@rygorous@barrelshifter I think SimplifyDemandedBits was an area where GCC didn’t do much optimization at the time, so leaning heavily into it made LLVM look more compelling in microbenchmarks.
@resistor@barrelshifter Either way, I like the way the funnel shift solution worked out. (And will always be grateful for Sanjay doing the legwork!)
They're a good normal form, funnel shift<->rotate (where applicable) is canonical and trivial in both directions, they can be formed early (which avoids destroying the pattern), they're reasonably common in target ISAs on their own right, and are still pretty straightforward to lower where they're not available
@rygorous@barrelshifter I think this and the ADD -> OR thing are downstream of a bit of an obsession Chris had for SimplifyDemandedBits transformations in the early days.

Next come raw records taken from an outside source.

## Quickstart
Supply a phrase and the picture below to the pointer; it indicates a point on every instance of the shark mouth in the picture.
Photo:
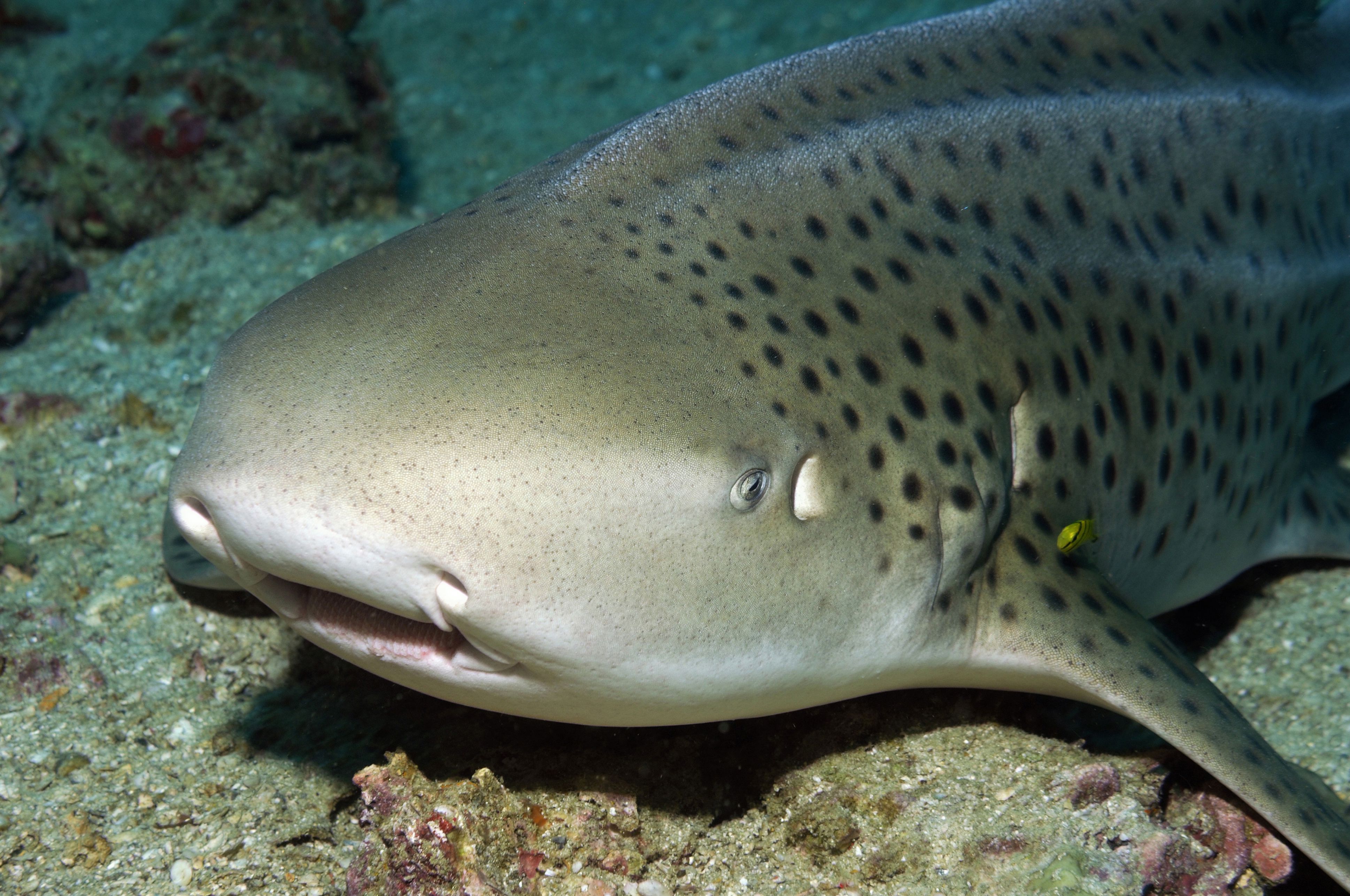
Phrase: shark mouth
(349, 626)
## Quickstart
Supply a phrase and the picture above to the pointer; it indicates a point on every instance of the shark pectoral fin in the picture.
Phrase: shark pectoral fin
(187, 566)
(1052, 625)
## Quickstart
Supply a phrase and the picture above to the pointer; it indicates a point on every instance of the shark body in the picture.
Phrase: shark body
(781, 395)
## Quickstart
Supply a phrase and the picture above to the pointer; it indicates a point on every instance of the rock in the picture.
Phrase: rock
(33, 268)
(239, 103)
(22, 410)
(1272, 859)
(1094, 785)
(478, 837)
(10, 508)
(68, 763)
(20, 22)
(86, 847)
(180, 872)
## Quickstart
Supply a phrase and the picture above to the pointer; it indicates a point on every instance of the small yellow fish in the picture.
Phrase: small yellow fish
(1075, 535)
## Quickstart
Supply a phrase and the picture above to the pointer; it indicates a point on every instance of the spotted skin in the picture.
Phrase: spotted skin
(1040, 262)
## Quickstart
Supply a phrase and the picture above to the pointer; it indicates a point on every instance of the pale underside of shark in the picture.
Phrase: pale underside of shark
(781, 395)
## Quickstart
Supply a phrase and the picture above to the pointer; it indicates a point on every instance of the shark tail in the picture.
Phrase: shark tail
(1049, 625)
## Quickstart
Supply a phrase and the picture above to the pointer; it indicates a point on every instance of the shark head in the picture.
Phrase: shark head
(504, 472)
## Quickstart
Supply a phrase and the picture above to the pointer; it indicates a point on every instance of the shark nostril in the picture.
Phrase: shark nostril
(452, 594)
(195, 523)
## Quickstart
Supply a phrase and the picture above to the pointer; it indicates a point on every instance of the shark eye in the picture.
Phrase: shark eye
(750, 489)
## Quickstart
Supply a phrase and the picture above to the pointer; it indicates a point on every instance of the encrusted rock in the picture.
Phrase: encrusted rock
(238, 103)
(33, 268)
(1094, 785)
(476, 837)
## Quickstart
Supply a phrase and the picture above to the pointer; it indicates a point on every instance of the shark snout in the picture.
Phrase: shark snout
(384, 600)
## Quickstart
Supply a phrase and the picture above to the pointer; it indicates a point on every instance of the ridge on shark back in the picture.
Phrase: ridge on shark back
(784, 393)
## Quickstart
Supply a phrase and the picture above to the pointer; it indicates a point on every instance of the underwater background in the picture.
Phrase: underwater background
(169, 168)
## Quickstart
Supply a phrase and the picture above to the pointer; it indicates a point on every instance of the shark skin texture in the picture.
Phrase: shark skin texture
(782, 393)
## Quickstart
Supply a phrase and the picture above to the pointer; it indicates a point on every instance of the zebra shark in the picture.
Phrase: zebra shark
(782, 393)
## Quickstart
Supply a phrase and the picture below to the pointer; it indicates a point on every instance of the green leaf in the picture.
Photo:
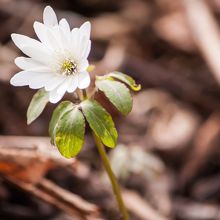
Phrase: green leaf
(125, 79)
(69, 133)
(59, 111)
(37, 105)
(117, 93)
(100, 122)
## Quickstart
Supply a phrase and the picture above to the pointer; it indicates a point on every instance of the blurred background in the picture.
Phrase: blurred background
(168, 154)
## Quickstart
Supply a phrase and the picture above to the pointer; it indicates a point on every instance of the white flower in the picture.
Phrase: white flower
(58, 62)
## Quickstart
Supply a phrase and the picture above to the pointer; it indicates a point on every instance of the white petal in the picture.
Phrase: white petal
(85, 29)
(83, 65)
(75, 38)
(86, 47)
(22, 78)
(84, 80)
(54, 82)
(41, 32)
(55, 97)
(37, 53)
(65, 25)
(73, 83)
(53, 37)
(49, 17)
(22, 40)
(62, 88)
(39, 81)
(26, 63)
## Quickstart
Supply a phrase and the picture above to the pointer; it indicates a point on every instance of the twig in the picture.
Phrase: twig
(205, 32)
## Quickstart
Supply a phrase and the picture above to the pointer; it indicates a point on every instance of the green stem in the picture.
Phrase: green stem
(112, 177)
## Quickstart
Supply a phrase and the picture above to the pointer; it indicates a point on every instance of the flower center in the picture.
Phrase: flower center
(68, 67)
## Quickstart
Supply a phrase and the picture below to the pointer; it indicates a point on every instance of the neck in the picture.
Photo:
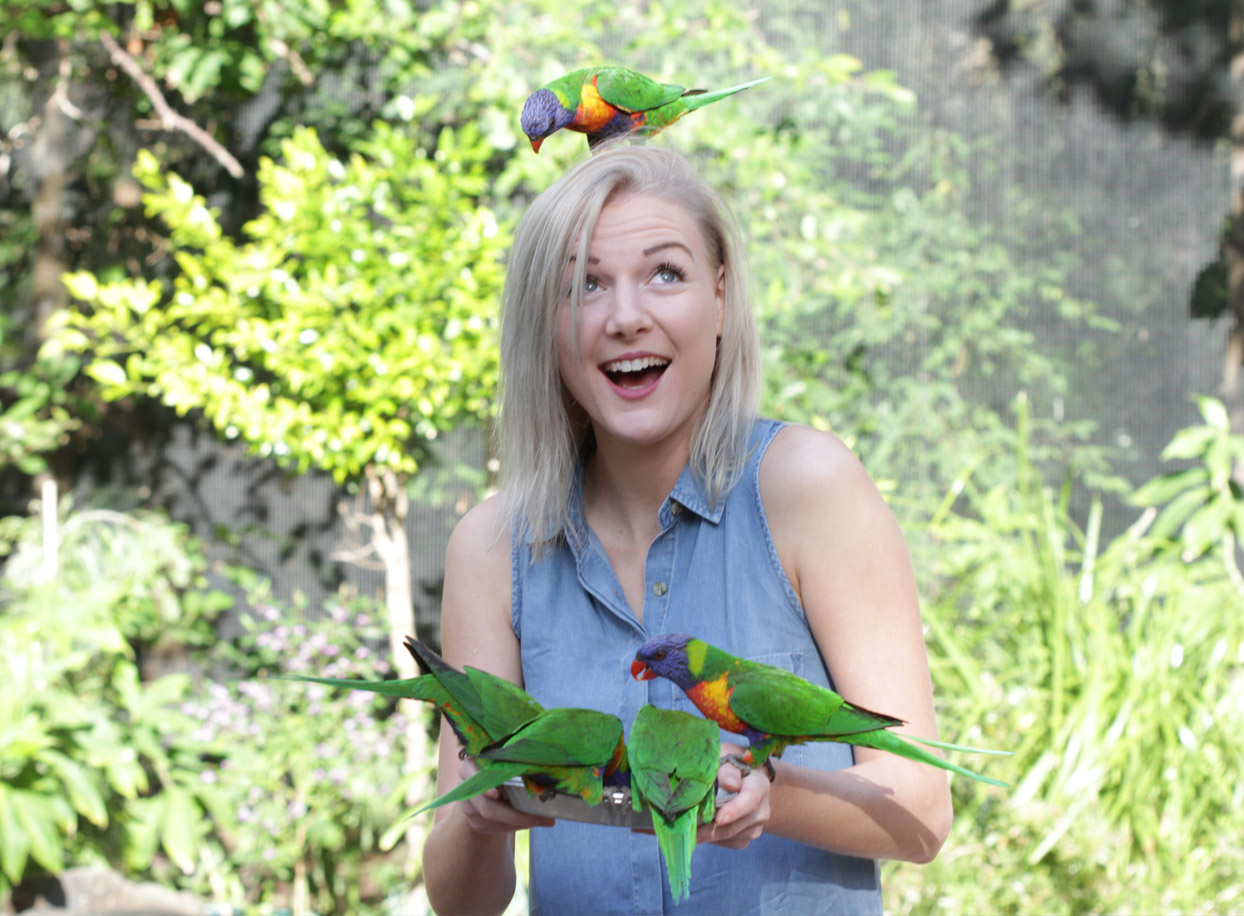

@resistor@barrelshifter The ADD->OR thing is another frequent monkey wrench especially wrt matching things that could be addressing modes, yeah.
It's not a worthless transformation for larger-than-native-register integers (where not having cross-limb carries is a solid win) but for <=pointer size, I'd argue it hurts more than it helps.
@barrelshifter this is now years ago, but I vividly recall how much resistance there was to adding rotates to LLVM IR too because "can't you just build them out of simpler shifts?"
(in short: yes, but not reliably for variable shifts; the patterns to match for rotates with variable shift amount are quite fragile and easily - and frequently - broken by unrelated opts in the middle end)
@regehr@resistor@barrelshifter actual funnel shift as an exposed operation is much rarer, especially the variable-shift-amount variant, because it absolutely needs a 3-operand architecture on the datapath. GPUs usually pervasively have that, and it's fairly common to see native funnel shift operations exposed on GPUs. (e.g. AMD has v_alignbit_b32, NV has SHF https://docs.nvidia.com/cuda/cuda-binary-utilities/index.html#maxwell-pascal)
@regehr@resistor@barrelshifter If you want to just shift right or just shift left, that's straightforward, but if you need both (plus variants like arithmetic shifts), you end up making two or more full shifters, which is not great.
The main standard solutions are: 1. build a rotator, reduce everything to rotate+masking 2. set up into unidirectional funnel shift 3. data reversal shifter: optional bit reverse, uni-directional shifter, optional bit reverse.
@rygorous@resistor@barrelshifter is there more written up about this anywhere? I guess I haven't thought about funnel shift that deeply but I kind of regarded it as a fun, quirky rotate. sometimes our superoptimizers come up with clever uses for it, which I enjoy.